Read 'The Snow Child' and enjoy yourself

Published 12:00 am Friday, May 18, 2012

“The Snow Child,” by Eowyn Ivey. Little, Brown. $24.99.
By Deal Safrit
For the Salisbury Post
SALISBURY — Debut author Eowyn Ivey brings the reader an enthralling and delightfully readable novel with “The Snow Child,” inspired by the Russian folktale by the same name. The setting, well outside of Anchorage, Alaska, is home territory for the author, a state where she worked as a reporter for 10 years with the Frontiersman newspaper and now as a bookseller at Fireside Books, an independent bookstore in Palmer, Alaska.
As anyone who has read the Russian folktale knows, the basic storyline involves an elderly couple bemoaning the fact they are childless and beyond the ability to have a child, who build a snow girl in their yard. Overnight, the snow child comes to life. In a nutshell, the child lives with and for the snow, and they all live a life that would be happy ever after, except, well, you know, spring comes. The rest is gone with the rising temperatures and the sunshine.
In Ivey’s novel, we do in fact have the somewhat elderly couple, transplants to Alaska from the northeastern United States, escaping the life they had and living the hardscrabble life of new, sodbusting farmers in a very unforgiving wilderness. They deliberately have no friends, few acquaintances and almost no contact with family back home.
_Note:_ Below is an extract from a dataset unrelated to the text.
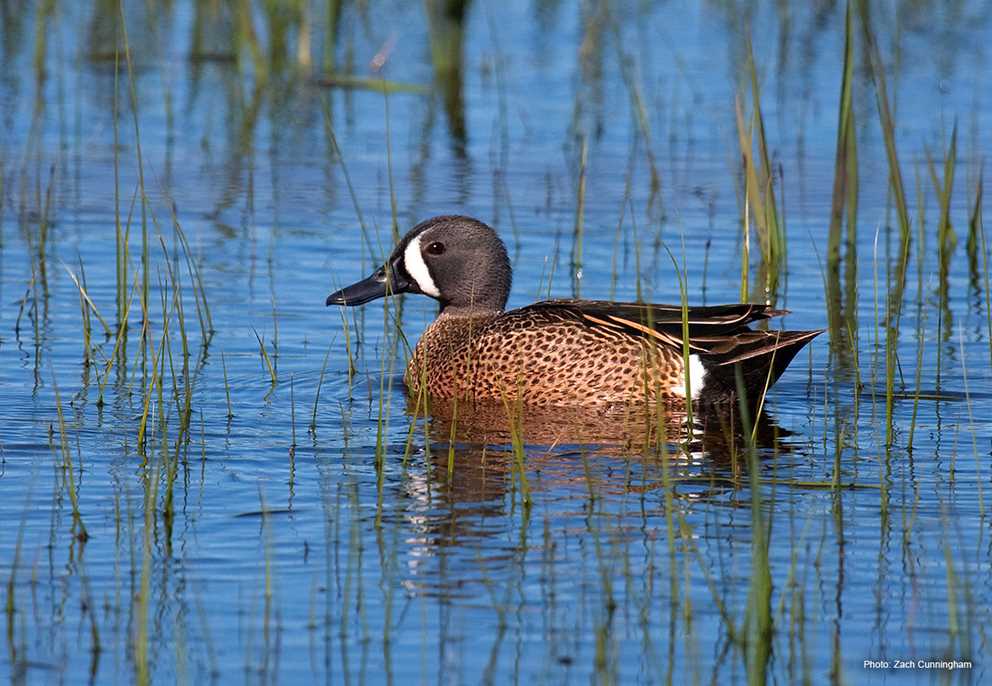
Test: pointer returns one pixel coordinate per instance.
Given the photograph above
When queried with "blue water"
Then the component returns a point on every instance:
(291, 556)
Once, they had a child, but it was stillborn, and they have remained childless. With winter coming, there is finally the first snowfall of the year, and, in a rare fit of fun and rambunctiousness, Jack and Mabel actually go out and play in the snowfall. They even decide to build a snow child, complete with a scarf and gloves. Guess what, reader? Come morning, the snow child is gone; well, the gloves and scarf are gone, the snow is in a disheveled heap on the ground.
At this point, Ivey’s story begins to separate somewhat from the fairy tale. Almost immediately, both Jack and Mabel begin catching fleeting glimpses of a young child, a girl, around their homestead. She is wearing the clothes from the snowchild. Neither Jack nor Mabel mentions these sightings to the other. Little gifts begin to show up on their doorstep. Eventually the two grownups come clean with each other, and begin to leave little gifts for the child. But is what they are seeing real, or is it a fantasy they have conjured up, due perhaps to cabin fever or wishful thinking?
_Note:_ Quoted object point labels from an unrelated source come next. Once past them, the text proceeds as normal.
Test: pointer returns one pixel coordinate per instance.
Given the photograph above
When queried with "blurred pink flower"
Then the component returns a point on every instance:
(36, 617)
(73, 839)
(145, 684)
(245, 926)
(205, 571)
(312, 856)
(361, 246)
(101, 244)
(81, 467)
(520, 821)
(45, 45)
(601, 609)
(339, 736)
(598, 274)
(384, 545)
Over time the child edges closer and is sometimes accompanied by a red fox. Finally, contact is made and later the child will actually come inside the cabin for a meal or to talk, though the door must be left open or the child appears almost to wilt from the heat. At the end of these meetings, the child, despite her young and tender age, returns to the woods. And, as the last snow melts, she is gone.
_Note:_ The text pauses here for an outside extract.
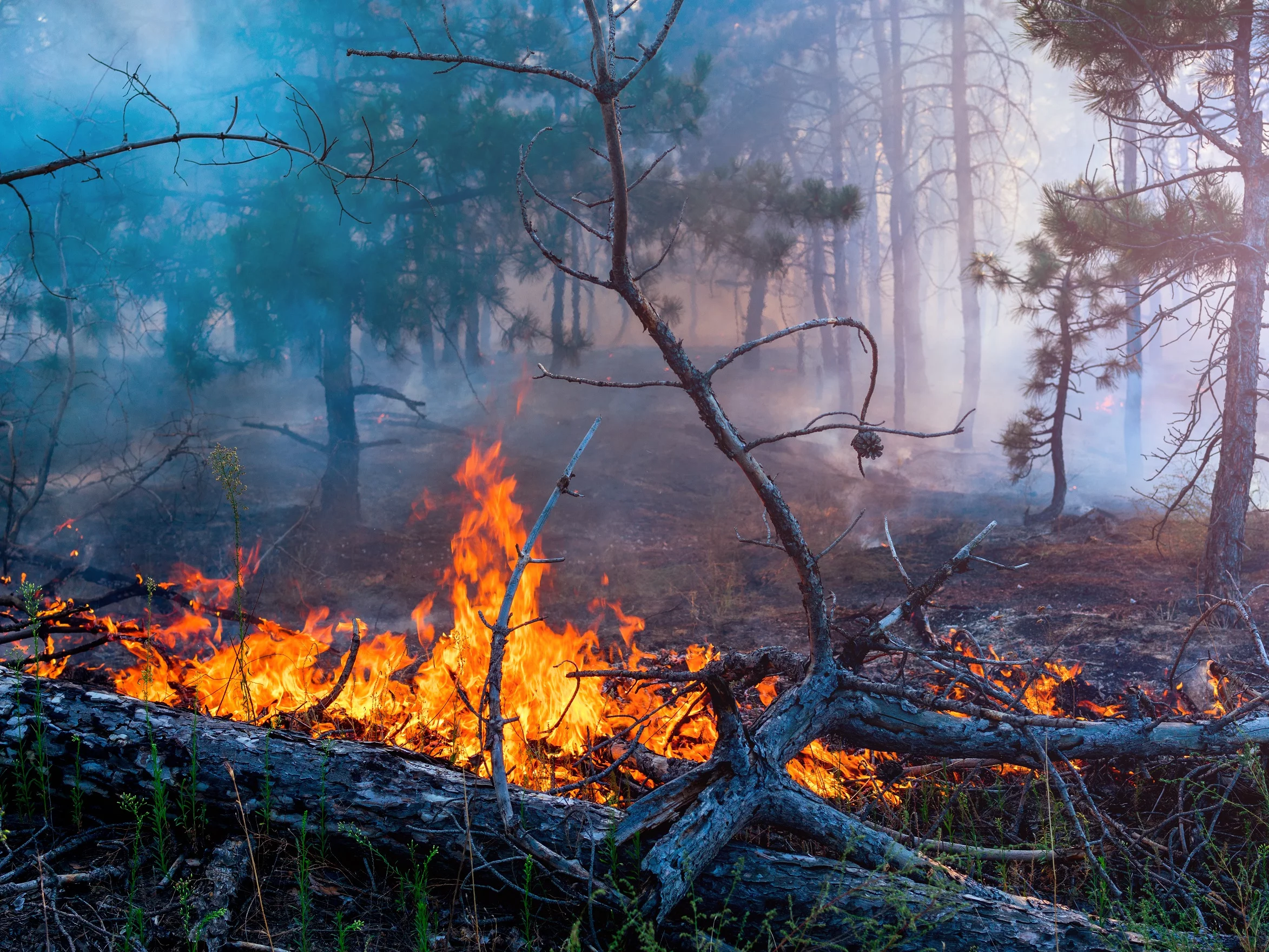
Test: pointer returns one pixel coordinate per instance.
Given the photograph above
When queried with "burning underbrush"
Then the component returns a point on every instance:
(196, 649)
This is a pattern that continues for some years; the child, who goes by the name of Faina, appears with the first snow and leaves with the last, growing and becoming closer to Jack and Mabel over time. Mable makes her new coats and clothes as she grows, and the three become fond of each other. Nobody else has ever seen Faina and the reader must wonder again if this child is a real person or whether Jack and Mabel created a fantasy which they both somehow share.
I won’t tell you any more about the story, because I absolutely refuse to take any more of the suspense and drama away from you. Instead, let me tell you about a couple of characters. Mabel is from a relatively upper-class family, and certain things do not leave her; she still wears her dresses, her shoes are not exactly appropriate for wilderness living, and she mostly stays in the rather small cabin “keeping house,” though in truth she wouldn’t mind helping Jack on the farm if he would let her. But all Jack will let her do is bake some cakes and collect the eggs to sell in town.
Jack is in his 50s, and though he has always worked hard, clearing land and putting in crops single-handedly with only the help of one horse is the hardest work he has ever done, and his back tells him so. Jack isn’t much of a hunter, either.
When the couple does finally make some friends, they are Esther and George, who have been in the area for quite a while and have a successful farm going with the help of their three teenage sons. Esther is a real piece of work … if you remember the Monty Python song “I’m a Lumberjack …,” well, that’s Esther. Wears overalls, props her feet on the table, house is a mess, likes to take a drink when necessary or because she can, and she can shoot as well as she cooks. George and the boys farm and hunt, and they all work damn hard. And, George and Esther’s friendship will prove invaluable to Jack and Mabel, and one of their sons will change their lives.
I am always happy when I read a good first novel from a debut author, and “The Snow Child” plops down right in that category. It was a fine, satisfying, well-crafted book that developed a fairy tale into a novel for an adult. But reader, after you read “The Snow Child,” I want to hear your opinion about something. In the context of the novel, was Faina real, or not real? Real … not real?